Und entgegen Henkels Verlautbarungen hat sich die Partei nicht erst in den letzten paar Monaten dazu entwickelt, sondern der Rechtspopulismus ernährt die AfD wie der Eukalyptus das Koalabärchen. Noch ein Hinweis für die Botaniker unter den AfD Wählern: Eukalyptusblätter haben harte Fasern und einen äußerst niedrigen Nährwert!

Zeitungsleser mit robustem Gedächtnis erinnern sich vielleicht an einen offenen Brief Henkels aus dem Jahr 2009, der in der Zeitung Die Welt veröffentlicht wurde. Der Brief ist an den "von mir bisher sehr geschätzten Präsidenten der Bundesbank" gerichtet. Gemeint ist der von der UN als Rassist gerügte Thilo Sarrazin. 

Als alle Welt sich über Sarrazin empörte (alle bis auf die Rechtspopulisten), sicherte Henkel Sarrazin seine volle Unterstützung zu: "Auch persönlich wollte ich Ihnen noch einmal zurufen, dass ich Ihre Äußerungen ohne jedes Wenn und Aber unterstütze. Die Art der an Ihnen geübten Kritik aus dem politisch korrekten Milieu aus Politik und Medien stellt ein Armutszeugnis für den Zustand der Meinungsfreiheit in unserem Land dar."
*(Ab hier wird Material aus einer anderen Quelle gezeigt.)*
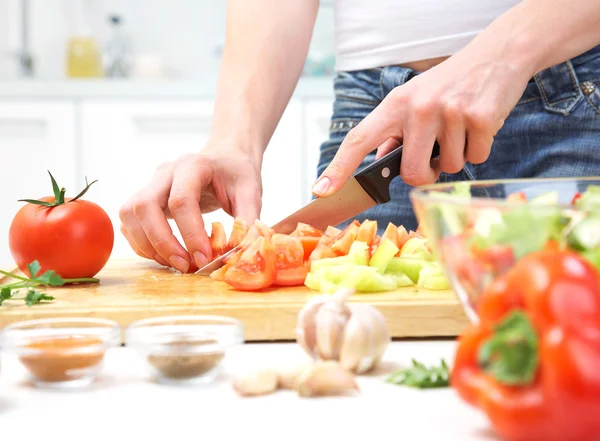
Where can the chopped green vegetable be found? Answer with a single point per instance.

Da sind sie wieder, die berühmten Wortbausteine aus dem Vokabular des Rechtspopulisten! Wem das alles zu intellektuell ist, zu geföhnt und glatt rasiert, der lese in Henkels Aschermittwochsrede zur Europawahl 2014 im bayerischen Osterhofen nach. Da heißt es: "Der Kampf gegen Rechts ist eine Unverschämtheit. Die politische Landschaft ist nach links gerückt, deswegen stehen wir rechts. Aber wir stehen richtig."

Dass der Kampf gegen Rechts eine Unverschämtheit sei, ist eine Einschätzung, die einem sonst nur nachts um elf an einer Tankstelle in Anklam begegnet. Das allein ist noch kein Indiz für Rechtssein, zugegeben, aber man wird doch wohl noch sagen dürfen, dass Sätze wie diese nun nicht gerade das Gegenteil von laut, schrill und rechtspopulistisch sind.